Figure 3(a) shows the depth-resolved angular scattering distribution of the phantom, where a multilayer structure is clearly identified. Inside the two chambers, strong scattering can be observed with the periodicity of the angular oscillations indicating different sizes. To determine the size of the scatterers, we analyze the scattered light from the first 19 μm (matching the depth resolution) of scattering signal from both chambers using the Mie theory [Figs. 3(b) and 3(c)]. The results, 7.96±0.36 μm and 10.04±0.27 μm, are in excellent agreement with sample specifications and demonstrate a/LCI's depth-resolved sizing capability with subwavelength accuracy.
In summary, we present an implementation of Fourier-domain a/LCI technique based on a scanning fiber probe and a modified Mach–Zehnder interferometer. This configuration offers several advantages: first, and most important, is its compatibility with current OCT schemes, which links a/LCI with many existing hardware and software platforms; second, it eliminates the probe length restriction and could potentially lower the cost of fabrication, especially for long probes; and finally, the all-fiber implementation, as well as the use of a single-channel spectrometer rather than an imaging spectrometer, results in a simplified and compact system design.

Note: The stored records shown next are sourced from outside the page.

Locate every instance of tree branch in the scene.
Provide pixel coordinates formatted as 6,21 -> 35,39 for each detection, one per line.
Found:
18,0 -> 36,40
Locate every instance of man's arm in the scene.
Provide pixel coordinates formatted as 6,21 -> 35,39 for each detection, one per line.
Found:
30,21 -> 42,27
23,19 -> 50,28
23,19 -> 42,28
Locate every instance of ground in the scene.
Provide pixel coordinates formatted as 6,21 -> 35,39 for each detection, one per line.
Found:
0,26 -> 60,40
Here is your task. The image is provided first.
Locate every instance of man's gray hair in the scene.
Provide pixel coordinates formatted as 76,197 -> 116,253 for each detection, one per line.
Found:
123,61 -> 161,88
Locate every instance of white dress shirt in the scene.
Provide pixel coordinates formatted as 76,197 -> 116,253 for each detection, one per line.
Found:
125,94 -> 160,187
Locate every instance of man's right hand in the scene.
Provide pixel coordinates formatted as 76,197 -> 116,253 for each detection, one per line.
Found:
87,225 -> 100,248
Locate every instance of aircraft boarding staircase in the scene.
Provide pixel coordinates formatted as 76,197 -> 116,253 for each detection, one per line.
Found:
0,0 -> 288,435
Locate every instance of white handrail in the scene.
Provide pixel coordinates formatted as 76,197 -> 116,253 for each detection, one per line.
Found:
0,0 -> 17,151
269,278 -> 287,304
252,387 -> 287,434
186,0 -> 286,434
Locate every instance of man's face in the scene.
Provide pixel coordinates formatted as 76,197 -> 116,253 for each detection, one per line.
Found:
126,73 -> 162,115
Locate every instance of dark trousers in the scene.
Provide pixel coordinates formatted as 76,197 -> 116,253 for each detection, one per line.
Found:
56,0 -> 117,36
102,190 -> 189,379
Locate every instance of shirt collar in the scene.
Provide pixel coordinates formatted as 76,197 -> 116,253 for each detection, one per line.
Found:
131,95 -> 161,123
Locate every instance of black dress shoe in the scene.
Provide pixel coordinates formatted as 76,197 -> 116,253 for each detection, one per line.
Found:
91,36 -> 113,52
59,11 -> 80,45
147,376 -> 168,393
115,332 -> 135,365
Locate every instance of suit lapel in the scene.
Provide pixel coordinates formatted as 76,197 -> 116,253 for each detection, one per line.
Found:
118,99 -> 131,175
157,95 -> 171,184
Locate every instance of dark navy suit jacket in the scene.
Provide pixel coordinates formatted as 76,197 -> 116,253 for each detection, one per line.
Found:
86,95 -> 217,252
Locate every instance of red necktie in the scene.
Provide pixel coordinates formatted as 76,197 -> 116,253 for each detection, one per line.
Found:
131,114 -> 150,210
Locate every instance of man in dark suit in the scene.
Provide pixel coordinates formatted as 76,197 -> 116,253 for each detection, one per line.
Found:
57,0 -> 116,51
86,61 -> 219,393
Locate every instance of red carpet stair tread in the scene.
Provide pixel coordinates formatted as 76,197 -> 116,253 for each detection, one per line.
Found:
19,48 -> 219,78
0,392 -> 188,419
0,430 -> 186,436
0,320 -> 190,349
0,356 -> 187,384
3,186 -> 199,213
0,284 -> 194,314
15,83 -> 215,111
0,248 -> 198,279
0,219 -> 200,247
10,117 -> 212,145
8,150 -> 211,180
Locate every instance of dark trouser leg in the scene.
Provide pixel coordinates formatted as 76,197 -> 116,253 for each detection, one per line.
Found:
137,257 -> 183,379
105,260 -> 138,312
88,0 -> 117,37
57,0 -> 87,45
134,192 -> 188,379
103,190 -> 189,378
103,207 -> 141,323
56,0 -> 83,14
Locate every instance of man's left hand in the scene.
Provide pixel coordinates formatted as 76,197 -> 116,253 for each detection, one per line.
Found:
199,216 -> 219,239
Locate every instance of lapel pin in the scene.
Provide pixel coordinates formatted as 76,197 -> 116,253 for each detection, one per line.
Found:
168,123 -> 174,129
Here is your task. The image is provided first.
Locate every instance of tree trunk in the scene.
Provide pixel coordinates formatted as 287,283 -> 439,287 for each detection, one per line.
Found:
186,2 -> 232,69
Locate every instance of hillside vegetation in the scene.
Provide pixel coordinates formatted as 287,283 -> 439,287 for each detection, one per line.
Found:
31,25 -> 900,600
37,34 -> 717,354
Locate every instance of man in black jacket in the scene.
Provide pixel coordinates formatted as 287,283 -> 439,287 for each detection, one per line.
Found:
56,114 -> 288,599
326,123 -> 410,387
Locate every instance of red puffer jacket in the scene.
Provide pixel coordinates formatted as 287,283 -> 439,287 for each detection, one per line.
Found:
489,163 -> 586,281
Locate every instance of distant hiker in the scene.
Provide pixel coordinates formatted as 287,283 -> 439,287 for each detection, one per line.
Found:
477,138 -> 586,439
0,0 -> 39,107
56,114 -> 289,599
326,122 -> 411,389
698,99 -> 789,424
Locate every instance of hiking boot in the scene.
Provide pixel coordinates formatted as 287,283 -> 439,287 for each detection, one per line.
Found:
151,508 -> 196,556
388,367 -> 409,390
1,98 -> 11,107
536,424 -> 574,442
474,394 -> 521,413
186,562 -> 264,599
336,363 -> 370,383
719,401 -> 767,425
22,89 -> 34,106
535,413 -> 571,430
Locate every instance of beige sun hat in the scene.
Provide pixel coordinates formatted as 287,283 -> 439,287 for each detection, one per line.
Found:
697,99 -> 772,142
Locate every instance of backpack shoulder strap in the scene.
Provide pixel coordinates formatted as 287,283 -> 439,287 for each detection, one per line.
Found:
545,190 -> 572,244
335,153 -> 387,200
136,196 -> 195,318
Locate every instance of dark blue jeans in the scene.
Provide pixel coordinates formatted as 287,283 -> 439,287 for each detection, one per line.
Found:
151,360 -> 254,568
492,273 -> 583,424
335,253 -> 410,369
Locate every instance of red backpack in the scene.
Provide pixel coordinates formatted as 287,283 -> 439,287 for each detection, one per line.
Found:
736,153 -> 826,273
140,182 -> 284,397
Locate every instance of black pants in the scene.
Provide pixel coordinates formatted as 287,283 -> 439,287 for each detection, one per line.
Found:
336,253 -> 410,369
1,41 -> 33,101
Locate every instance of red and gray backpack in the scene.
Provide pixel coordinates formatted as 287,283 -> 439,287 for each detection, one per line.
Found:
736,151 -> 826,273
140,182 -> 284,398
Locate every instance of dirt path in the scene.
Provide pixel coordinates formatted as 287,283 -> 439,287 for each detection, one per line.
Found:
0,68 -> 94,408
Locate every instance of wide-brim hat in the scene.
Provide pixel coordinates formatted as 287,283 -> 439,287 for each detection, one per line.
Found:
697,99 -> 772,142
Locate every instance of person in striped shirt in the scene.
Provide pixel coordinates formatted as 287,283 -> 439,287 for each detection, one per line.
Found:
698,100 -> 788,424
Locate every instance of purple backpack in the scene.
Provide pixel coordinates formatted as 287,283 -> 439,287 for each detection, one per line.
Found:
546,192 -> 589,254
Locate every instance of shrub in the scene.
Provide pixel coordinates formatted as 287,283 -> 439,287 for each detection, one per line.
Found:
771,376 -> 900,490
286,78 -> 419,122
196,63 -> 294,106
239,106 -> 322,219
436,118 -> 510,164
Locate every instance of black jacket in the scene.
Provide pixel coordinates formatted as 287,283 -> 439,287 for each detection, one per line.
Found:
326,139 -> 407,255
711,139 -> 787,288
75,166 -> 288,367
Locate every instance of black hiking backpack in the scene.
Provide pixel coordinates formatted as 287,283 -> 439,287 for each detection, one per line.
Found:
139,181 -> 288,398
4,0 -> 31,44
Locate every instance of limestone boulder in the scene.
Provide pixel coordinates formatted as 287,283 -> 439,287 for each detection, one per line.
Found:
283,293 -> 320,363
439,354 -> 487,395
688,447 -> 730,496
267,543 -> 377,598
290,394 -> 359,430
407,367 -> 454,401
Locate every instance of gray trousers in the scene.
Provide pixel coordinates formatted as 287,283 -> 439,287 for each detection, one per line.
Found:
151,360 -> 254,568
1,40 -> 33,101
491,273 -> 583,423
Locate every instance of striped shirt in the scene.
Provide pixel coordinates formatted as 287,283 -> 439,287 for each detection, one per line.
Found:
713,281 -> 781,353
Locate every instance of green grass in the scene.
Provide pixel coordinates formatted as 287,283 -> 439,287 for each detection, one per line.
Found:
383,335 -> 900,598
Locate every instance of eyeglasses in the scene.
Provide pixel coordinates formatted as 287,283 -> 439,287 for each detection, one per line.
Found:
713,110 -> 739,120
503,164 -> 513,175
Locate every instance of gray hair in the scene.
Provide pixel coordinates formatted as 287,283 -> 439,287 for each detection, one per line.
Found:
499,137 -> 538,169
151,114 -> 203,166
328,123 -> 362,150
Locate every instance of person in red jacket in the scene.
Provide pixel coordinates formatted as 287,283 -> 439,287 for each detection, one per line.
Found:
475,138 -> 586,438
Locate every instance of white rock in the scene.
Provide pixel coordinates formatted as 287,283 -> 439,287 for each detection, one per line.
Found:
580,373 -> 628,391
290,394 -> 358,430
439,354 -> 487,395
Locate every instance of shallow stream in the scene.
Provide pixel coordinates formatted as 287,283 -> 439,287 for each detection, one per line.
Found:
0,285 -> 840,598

The trade-off of this approach is that the scanning probe is not capable of parallel angular scattering data acquisition. As a result, it currently takes approximately 12 sec for a full-scan cycle including forward scanning and reset. In the future, the speed can be significantly improved using fast-line scan cameras and the variety of scanning mechanisms that have been developed for OCT and fiber-optic confocal microscopy.
This work was supported in part by the National Institutes of Health (NIH) (National Cancer Institute) under grants R33-CA 109907 and R01CA138594, as well as a grant from the Coulter Translational Partnership.